Infinite Archive
- 1st edition cover
- Author: Mur Lafferty
- Language: English
- Series: The Midsolar Murders
- Genre: Science fiction, mystery
- Publisher: Ace Books
- Publication date: 2025
- Publication place: United States
- Media type: Print (paperback)
- Pages: 352
- ISBN: 978-0-593-09815-8
- Preceded by: Chaos Terminal

= Infinite Archive =

2025 science fiction novel by Mur Lafferty

Infinite Archive is a science fiction mystery novel by Mur Lafferty, sequel to her earlier novel Chaos Terminal and the third novel in the Midsolar Murders series. It was first published in trade paperback by Ace Books in July 2025.

==Summary==
After months of quiet on space station Eternity, detective and author Mallory Viridian, who originally came there to get away from the seemingly endless series of homicide investigations that came her way on Earth, is getting bored. This ends when her visiting literary agent, arriving to discuss new deals, is murdered.
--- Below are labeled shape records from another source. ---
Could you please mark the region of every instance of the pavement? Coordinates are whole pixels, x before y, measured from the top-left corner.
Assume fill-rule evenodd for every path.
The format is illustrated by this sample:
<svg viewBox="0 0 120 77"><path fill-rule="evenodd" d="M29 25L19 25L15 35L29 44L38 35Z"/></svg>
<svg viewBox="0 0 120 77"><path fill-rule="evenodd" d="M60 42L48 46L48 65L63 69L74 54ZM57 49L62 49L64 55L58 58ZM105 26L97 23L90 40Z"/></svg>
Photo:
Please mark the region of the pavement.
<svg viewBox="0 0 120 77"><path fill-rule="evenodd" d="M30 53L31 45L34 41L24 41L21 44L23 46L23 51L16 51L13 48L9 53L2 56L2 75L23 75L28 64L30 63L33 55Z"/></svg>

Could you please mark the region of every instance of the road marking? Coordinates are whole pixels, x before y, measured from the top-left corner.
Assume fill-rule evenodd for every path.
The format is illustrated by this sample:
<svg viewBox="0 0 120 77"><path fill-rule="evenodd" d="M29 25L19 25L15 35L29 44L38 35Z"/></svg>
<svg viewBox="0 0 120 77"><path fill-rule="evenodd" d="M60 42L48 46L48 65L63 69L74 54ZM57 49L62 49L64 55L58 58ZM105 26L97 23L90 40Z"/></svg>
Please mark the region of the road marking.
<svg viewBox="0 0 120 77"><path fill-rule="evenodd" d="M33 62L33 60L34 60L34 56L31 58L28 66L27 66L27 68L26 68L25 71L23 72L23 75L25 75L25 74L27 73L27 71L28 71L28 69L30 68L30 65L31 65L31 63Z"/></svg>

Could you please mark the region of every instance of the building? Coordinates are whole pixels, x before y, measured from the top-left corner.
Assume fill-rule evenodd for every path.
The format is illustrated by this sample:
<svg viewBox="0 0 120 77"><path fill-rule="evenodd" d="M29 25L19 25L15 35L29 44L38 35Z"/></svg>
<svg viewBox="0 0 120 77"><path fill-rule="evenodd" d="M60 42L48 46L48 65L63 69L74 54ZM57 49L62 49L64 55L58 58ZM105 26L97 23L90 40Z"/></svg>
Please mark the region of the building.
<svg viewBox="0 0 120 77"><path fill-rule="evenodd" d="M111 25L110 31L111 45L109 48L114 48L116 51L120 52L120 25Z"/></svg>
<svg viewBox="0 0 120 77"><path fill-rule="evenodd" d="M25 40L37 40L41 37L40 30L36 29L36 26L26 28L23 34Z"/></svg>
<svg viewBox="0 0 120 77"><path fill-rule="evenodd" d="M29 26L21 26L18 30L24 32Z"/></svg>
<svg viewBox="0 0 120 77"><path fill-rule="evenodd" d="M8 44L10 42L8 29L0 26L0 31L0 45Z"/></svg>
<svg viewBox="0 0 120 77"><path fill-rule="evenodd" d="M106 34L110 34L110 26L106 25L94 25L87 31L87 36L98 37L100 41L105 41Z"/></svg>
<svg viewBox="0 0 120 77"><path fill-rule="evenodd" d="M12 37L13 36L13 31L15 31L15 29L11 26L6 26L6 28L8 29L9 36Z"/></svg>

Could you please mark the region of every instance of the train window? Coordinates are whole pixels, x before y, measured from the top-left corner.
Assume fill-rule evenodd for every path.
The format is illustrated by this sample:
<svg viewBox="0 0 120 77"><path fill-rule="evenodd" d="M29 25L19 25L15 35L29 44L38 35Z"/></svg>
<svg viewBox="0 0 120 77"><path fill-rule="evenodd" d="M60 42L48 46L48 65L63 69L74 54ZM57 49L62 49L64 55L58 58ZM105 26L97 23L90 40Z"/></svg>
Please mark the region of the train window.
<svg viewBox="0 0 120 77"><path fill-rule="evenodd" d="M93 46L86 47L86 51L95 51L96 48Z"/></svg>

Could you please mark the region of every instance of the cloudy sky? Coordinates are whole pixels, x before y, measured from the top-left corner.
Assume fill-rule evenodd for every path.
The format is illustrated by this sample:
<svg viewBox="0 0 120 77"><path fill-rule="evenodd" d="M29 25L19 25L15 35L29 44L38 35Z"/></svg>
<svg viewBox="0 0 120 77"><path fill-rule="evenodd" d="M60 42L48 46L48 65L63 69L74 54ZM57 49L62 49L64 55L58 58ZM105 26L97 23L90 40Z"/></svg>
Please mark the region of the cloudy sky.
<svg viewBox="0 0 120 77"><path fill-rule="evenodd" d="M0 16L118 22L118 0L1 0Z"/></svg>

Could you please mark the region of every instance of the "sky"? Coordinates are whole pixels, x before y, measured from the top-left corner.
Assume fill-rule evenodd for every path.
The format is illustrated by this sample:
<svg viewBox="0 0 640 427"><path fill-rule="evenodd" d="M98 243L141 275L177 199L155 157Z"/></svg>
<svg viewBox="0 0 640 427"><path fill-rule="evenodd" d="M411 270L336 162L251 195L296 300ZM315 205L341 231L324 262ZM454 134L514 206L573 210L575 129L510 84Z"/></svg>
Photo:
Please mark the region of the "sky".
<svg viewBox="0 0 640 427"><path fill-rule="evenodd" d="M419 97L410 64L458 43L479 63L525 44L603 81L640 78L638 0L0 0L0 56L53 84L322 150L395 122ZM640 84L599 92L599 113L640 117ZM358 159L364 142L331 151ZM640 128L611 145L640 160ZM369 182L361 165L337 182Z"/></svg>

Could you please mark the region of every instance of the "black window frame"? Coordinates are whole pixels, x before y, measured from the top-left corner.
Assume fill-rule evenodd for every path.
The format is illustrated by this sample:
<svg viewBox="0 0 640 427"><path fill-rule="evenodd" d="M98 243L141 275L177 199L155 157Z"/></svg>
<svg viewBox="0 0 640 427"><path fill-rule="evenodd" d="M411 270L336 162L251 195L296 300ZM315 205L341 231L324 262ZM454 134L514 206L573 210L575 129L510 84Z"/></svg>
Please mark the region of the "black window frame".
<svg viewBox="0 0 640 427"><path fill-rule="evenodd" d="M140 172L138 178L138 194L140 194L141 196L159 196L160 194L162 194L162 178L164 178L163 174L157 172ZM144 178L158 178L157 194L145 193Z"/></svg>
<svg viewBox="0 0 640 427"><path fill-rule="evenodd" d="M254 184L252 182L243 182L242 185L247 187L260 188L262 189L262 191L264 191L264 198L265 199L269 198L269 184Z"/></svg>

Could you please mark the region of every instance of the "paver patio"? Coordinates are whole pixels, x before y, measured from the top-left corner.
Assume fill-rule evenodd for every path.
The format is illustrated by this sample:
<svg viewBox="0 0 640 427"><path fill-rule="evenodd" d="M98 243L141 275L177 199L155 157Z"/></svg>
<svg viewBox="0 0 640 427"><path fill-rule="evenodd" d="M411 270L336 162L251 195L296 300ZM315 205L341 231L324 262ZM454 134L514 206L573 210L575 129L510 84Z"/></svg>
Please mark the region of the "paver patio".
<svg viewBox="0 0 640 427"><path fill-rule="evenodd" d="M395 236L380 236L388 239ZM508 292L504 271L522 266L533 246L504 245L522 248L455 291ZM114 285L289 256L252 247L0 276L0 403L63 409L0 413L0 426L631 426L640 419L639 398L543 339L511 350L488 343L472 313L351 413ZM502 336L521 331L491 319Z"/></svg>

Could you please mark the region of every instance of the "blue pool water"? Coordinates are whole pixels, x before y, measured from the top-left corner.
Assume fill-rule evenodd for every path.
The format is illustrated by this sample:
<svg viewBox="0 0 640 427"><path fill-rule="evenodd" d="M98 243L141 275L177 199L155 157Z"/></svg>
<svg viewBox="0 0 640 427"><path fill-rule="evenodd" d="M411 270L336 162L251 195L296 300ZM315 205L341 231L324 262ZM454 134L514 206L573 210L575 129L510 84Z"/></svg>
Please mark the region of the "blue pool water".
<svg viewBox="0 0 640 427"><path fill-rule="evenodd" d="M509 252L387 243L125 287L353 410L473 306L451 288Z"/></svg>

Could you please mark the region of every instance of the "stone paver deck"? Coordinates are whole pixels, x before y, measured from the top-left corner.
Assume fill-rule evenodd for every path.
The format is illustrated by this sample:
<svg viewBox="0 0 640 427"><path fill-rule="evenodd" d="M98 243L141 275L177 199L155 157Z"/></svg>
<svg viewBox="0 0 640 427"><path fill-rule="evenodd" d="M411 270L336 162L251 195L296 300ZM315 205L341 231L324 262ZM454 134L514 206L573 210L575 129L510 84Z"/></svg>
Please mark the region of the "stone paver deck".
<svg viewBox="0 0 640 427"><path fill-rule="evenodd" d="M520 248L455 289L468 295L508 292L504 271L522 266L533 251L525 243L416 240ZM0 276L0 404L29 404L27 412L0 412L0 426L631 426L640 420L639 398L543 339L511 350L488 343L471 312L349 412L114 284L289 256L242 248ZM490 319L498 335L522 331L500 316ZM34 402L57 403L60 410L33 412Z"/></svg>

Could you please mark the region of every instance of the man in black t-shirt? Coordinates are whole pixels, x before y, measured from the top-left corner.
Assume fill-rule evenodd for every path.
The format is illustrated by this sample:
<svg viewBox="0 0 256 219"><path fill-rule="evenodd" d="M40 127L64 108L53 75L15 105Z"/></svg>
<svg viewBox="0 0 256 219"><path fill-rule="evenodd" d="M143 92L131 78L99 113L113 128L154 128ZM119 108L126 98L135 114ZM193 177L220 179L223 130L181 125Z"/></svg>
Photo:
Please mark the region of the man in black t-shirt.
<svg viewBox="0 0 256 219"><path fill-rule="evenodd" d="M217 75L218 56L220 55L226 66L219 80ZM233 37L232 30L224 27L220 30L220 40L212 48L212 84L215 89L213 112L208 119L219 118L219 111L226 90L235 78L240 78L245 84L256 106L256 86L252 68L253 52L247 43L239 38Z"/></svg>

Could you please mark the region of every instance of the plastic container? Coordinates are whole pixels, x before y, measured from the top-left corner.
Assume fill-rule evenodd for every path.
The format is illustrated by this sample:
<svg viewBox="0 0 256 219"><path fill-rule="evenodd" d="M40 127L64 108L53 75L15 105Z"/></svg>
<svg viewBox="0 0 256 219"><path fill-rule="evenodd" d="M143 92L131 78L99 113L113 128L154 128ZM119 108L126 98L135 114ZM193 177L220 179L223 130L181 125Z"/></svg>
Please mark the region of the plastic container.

Her search for the killer is beset by such complications as a plethora of suspects, a space mystery convention, the internet, alien influencers, difficulties with the Sundry, and the mischievousness of the small intelligent spaceship she has been caring for.

==Reception==
Kristi Chadwick in Library Journal writes the book's "fast pace still leaves room for continuing character subplots and snappy dialogue," and "[r]eaders will be delighted to see familiar characters return, causing trouble in their helpful ways."